Q: Why can’t I wait until I’m pregnant—or planning to get pregnant to start taking folic acid?
A: Birth defects of the brain and spine (anencephaly and spina bifida) happen in the first few weeks of pregnancy; often before you find out you're pregnant. By the time you realize you’re pregnant, it might be too late to prevent those birth defects. Also, half of all pregnancies in the United States are unplanned.
These are two reasons why it is important for all women who can get pregnant to be sure to get 400 mcg of folic acid every day, even if they aren’t planning a pregnancy any time soon.
Q: I'm planning to get pregnant this month. Is it too late to start taking folic acid?
A: The CDC recommends women to take 400 micrograms (mcg) of folic acid every day, starting at least one month before getting pregnant. If you are trying to get pregnant this month, or planning to get pregnant soon, start taking 400 mcg of folic acid today!
Q: I already have a child with spina bifida. Should I do anything different to prepare for my next pregnancy?

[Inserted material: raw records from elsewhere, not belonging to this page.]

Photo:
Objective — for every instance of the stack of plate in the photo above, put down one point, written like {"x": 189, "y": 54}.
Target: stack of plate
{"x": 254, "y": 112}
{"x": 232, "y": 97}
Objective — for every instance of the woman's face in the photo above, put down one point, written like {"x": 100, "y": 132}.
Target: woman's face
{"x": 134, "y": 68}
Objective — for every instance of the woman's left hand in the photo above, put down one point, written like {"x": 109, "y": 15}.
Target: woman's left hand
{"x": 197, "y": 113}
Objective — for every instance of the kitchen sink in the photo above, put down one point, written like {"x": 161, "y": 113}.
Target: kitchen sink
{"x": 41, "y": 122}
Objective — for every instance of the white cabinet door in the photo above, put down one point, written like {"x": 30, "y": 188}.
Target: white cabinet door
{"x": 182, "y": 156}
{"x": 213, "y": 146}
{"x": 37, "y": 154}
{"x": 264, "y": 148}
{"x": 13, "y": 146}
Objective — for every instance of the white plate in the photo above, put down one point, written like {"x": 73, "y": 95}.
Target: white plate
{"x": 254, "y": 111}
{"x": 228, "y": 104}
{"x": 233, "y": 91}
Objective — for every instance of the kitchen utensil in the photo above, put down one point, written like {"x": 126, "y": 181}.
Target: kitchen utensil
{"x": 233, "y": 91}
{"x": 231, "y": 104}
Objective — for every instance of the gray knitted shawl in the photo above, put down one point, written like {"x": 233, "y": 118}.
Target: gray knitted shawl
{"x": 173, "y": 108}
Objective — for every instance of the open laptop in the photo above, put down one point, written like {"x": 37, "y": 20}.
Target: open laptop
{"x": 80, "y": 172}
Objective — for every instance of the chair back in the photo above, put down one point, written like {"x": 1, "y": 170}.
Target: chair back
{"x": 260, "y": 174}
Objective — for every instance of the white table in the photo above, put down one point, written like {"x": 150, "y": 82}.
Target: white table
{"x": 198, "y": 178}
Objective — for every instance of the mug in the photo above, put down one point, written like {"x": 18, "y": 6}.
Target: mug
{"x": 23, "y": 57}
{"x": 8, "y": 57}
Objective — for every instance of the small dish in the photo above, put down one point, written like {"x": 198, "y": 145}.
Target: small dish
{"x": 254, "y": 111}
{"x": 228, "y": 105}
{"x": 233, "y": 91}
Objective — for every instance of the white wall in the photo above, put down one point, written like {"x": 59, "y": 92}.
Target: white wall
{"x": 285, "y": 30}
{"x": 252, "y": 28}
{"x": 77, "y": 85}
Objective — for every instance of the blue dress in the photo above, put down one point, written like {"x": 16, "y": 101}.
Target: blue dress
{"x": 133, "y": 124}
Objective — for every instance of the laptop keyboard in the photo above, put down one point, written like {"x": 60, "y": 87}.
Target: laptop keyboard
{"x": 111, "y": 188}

A: Women who had one pregnancy affected by a
birth defect of the brain or spine might have another. Talk to your
doctor about taking 4,000 micrograms (4.0 milligrams) of folic acid
each day at least 1 month before getting pregnant and during the
first few months of being pregnant. This is ten times the amount
most people take. Your doctor will give you a prescription. You
should not take more than one multivitamin each day. Taking more
than one each day over time could be harmful to you and your
Q: Can’t I get enough folic acid by eating a well-balanced healthy diet?
A: It is hard to eat a diet that has all the nutrients you need every day. Even with careful planning, you might not get all the vitamins you need from your diet alone. That’s why it’s important to take a vitamin with folic acid every day.
Q: I can’t swallow large pills. How can I take a vitamin with folic acid?
A: These days, multivitamins with folic acid come in chewable chocolate or fruit flavors, liquids, and large oval or smaller round pills.
A single serving of many breakfast cereals also has the amount of folic acid that a woman needs each day. Check the label! Look for cereals that have 100% daily value (DV) of folic acid in a serving, which is 400 micrograms (mcg).
Q: Vitamins cost too much. How can I get the vitamin with folic acid that I need?
A: Many stores offer a single folic acid supplement for just pennies a day. Another good choice is a store brand multivitamin, which includes more of the vitamins a woman needs each day. Unless your doctor suggests a special type, you do not have to choose among vitamins for women or active people. A basic multivitamin meets the needs of most women.
Q: How can I remember to take a vitamin with folic acid every day?
A: Make it easy to remember by taking your vitamin at the same time every day. Try taking your vitamin when you:
Seeing the vitamin bottle on the bathroom or kitchen counter can help you remember it, too. If you use a cell phone or PDA, you can program it to give you a daily reminder. If you have children, you can take your vitamin when they take theirs.
Today's woman is busy! You know that you should exercise, eat right, and get enough sleep. You might wonder how you can fit another thing into your day. But it only takes a few seconds to take a vitamin to get all the folic acid you need.
Q: Are there other health benefits of taking folic acid?
A: Folic acid might help to prevent some other Birth defects , such as cleft lip and palate and some heart defects. There might also be other health benefits of taking folic acid for both women and men. More research is needed to confirm these other health benefits. All adults should take 400 micrograms (mcg) of folic acid every day.
Q: "Is it better to take more than 400 mcg of folic acid every day?
A: When taking supplements, more is not better. Women who can get pregnant (whether planning to or not) need just 400 mcg of folic acid daily, and they can get this amount from vitamins or fortified foods. This is in addition to eating foods rich in folate. But, your doctor might ask you to take more for certain reasons.
Q: What is folate and how is it different from folic acid?
A: Folate is a form of the B vitamin folic acid. Folate is found naturally in some foods, such as leafy, dark green vegetables, citrus fruits and juices, and beans.
The body does not use folate as easily as folic acid. We cannot be sure that eating folate would have the same benefits as getting 400 micrograms of man-made (synthetic) folic acid. Women who can get pregnant should consume 400 micrograms of synthetic folic acid in addition to the natural food folate from a varied diet.
Q: What is "synthetic" folic acid?
A: Synthetic folic acid is the simple, man-made form of the B vitamin folate. Folic acid is found in most multivitamins and has been added in U.S. foods labeled as "enriched" such as bread, pasta, rice, and breakfast cereals. The words, "folic acid" and "synthetic folic acid" mean the same thing.